What are you working on right now and what can we look forward to seeing from you next?

I am currently working on editing Malitu Book 2. If all goes well, it will be out in the fall 2023. In that time, I’ll also be working on drafting Book 3. 

In the meantime, I also have several projects I am developing, figuring out what my next series will be.

Thank you so much for joining me on my blog today, James. Your book sounds really interesting! Good luck with all you projects.

No Heart For A Thief

We are the stories we tell ourselves…even the lies.

The Thief, a great spirit, and her descendants have abused their ability to steal magic for centuries. When Kaylo starts to hear the song of other people’s magic, he must learn to hide from his people as well as the invaders. A gift or a curse, Kaylo may be able to save his people from the Gousht Empire that claimed their land with this stolen magic.

Eighteen years later, Kaylo still prays to the spirits, but not out of loyalty or love.
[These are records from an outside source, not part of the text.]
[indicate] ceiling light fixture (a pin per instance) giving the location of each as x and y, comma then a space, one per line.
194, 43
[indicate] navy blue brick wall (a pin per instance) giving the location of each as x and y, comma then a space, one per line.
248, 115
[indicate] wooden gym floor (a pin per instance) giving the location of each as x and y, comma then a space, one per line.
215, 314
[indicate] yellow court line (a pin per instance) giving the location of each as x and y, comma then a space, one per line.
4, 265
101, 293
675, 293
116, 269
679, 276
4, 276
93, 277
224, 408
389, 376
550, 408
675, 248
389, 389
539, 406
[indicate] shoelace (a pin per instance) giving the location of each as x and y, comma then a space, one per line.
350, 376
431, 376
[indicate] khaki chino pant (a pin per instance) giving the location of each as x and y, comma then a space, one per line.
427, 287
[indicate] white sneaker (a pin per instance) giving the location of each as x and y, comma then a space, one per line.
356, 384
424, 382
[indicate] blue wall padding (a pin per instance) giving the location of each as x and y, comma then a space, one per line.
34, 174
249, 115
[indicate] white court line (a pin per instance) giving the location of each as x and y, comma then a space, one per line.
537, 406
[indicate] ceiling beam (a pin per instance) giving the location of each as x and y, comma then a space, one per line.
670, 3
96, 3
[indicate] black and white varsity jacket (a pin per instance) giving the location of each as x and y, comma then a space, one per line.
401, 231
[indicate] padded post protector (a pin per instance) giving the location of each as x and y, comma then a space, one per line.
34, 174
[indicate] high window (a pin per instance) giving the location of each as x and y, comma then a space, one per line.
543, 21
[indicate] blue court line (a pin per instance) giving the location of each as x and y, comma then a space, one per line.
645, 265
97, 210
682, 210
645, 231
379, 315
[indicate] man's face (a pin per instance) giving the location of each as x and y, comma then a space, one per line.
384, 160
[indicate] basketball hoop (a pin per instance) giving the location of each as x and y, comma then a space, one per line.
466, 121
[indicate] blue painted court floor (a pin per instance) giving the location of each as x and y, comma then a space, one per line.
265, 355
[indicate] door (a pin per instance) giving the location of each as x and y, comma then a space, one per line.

He knows better than to rely on those selfish bastards for anything. While hiding in the forest from his foolish acts of rebellion, he encounters a girl, Tayen, being pursued by two soldiers of the empire. Against his better judgment, he risks facing the consequences of his past to intervene.

When Tayen attempts to run off seeking vengeance for her family, he offers to train her to wield her magic and a blade. If he can’t convince her to relinquish her need for vengeance and stave off the demons of his past, he’s going to get them both killed.